Saralee Perel


A Surprise at the End of Summer

 

I wrote a funny end-of-summer story but then this routine doctor’s appointment happened, and  . . .  well, what was supposed to be routine suddenly wasn’t. The day my editor receives this column, I’ll be on an operating table having something that shouldn’t be growing in me, removed – and then biopsied.

 

I’m pretty good at helping others, but I’ve been doing a lousy job at helping myself. I’m not looking for sympathy, not that I’d ever turn it away. But even in funny times, I’ve always written from my heart. I figure if I didn’t, what would be the point?

 

My poor husband Bob. One morning he gave me 9 cards. He endearingly stood proudly as I opened them. And with each touching thought like, “I’ll protect you from the monsters,” I sank into a puddle of hysterical sobbing.

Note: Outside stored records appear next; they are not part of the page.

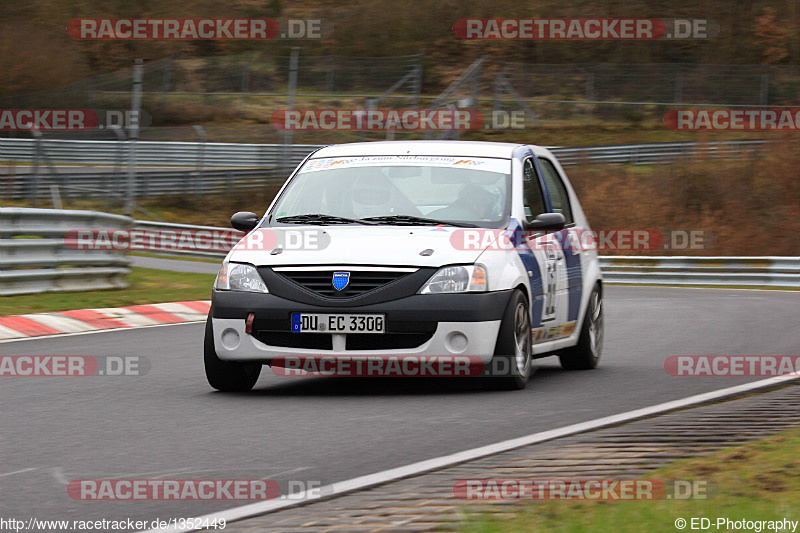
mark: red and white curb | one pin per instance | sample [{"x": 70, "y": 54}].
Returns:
[{"x": 82, "y": 320}]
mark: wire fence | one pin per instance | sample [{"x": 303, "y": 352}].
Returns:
[{"x": 182, "y": 91}]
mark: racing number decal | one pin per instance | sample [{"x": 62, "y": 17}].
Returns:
[{"x": 551, "y": 253}]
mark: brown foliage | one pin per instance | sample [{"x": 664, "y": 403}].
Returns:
[{"x": 753, "y": 207}]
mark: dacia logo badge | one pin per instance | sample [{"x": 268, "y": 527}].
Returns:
[{"x": 340, "y": 280}]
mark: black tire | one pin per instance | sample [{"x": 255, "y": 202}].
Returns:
[
  {"x": 586, "y": 354},
  {"x": 514, "y": 348},
  {"x": 227, "y": 376}
]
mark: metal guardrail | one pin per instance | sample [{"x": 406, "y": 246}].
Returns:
[
  {"x": 768, "y": 271},
  {"x": 155, "y": 153},
  {"x": 34, "y": 256},
  {"x": 170, "y": 154},
  {"x": 655, "y": 153},
  {"x": 148, "y": 183}
]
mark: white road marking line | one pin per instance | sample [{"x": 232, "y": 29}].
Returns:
[
  {"x": 394, "y": 474},
  {"x": 17, "y": 472},
  {"x": 126, "y": 316},
  {"x": 59, "y": 335},
  {"x": 59, "y": 322},
  {"x": 8, "y": 333},
  {"x": 181, "y": 310}
]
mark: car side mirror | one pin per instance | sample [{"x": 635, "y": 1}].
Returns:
[
  {"x": 547, "y": 221},
  {"x": 244, "y": 220}
]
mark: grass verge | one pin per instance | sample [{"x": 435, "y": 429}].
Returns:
[
  {"x": 751, "y": 482},
  {"x": 146, "y": 286}
]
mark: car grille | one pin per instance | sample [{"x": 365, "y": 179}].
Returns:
[
  {"x": 321, "y": 281},
  {"x": 311, "y": 341},
  {"x": 386, "y": 341},
  {"x": 353, "y": 341}
]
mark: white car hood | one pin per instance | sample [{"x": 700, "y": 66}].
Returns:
[{"x": 352, "y": 245}]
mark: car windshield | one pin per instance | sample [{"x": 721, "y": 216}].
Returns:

By the last card, I had flung myself back to bed, vowing never to get up unless it was to down a barrel full of Reeses’. I hate that I’ve become a do nothing but feel sorry for myself person.

 

Sometimes Saralee the Demon appears. Today, Bob stood in front of me and massaged my temples gently. “This makes Eddie (our cat) purr,” he said.

 

“Oh really,” I said, hissing. He backed away. “Have you seen what sweet Eddie does when he’s hungry and there’s no food?” I slinked toward him, holding my claws near his eyes.

 

“No, I  . . .  haven’t.” He backed further away slowly.

 

“Oh really?”

 

“I get scared when you keep saying ‘Oh really’. I don’t think it’s a good sign – for me, that is.”

 

Here’s my problem: I know the results of the biopsy are what’s important. But the fear of the procedure is also driving me nuts. I’ll be awake for it and I’ve been engaging in very negative self-talk. “I’m going to panic.” I say, which of course makes me more upset. “I’ll thrash around and try to yank out my IV. I’ll act like a fool. I hate myself for being this way!” And on and on, as you can imagine.

 

But something good happened this afternoon. I was in the middle of a sigh, making sure it was loud enough for Bob to hear, when it hit me. I was giving myself self-fulfilling terror-laden messages. And I instantly stopped what I was doing (which was nothing, of course) and began this column. “It’s fight back time!” I said.

 

And so, I have changed my self-talk. It hope it sticks. “Who wouldn’t be scared?” I say. “But talk back to the anxiety – and do it with fervor!"

 

Negative beliefs make the fear and the racing heart worse. If I counter my thoughts with soothing messages, it can do nothing but help.

 

“I can tolerate anxiety symptoms,” I say. “I’ve done it a million times. That’s all they are – just symptoms. They feel miserable, but they won’t last.” And then I say to my not-so-brave soul, “If I don’t act like a courageous trooper, oh – who the hell cares?”

 

“Now breathe  . . .  breathe  . . .  long, deep breaths from your diaphragm. Relax those arms. When they tense up again, relax them again. You can do this! And don’t ever forget,” I say again, “if I act like a trembling coward, it doesn’t matter – to me or to Bob or to anyone who cares about me.”

 

I’m taking a copy of this column with me. I’ll read it before I am wheeled away. Then I’ll give it to Bob to hold along with my wedding band. When he leans over to kiss me, we’ll both say, “I love you.” I will tell him I will be all right, at least for today. And I will mean it.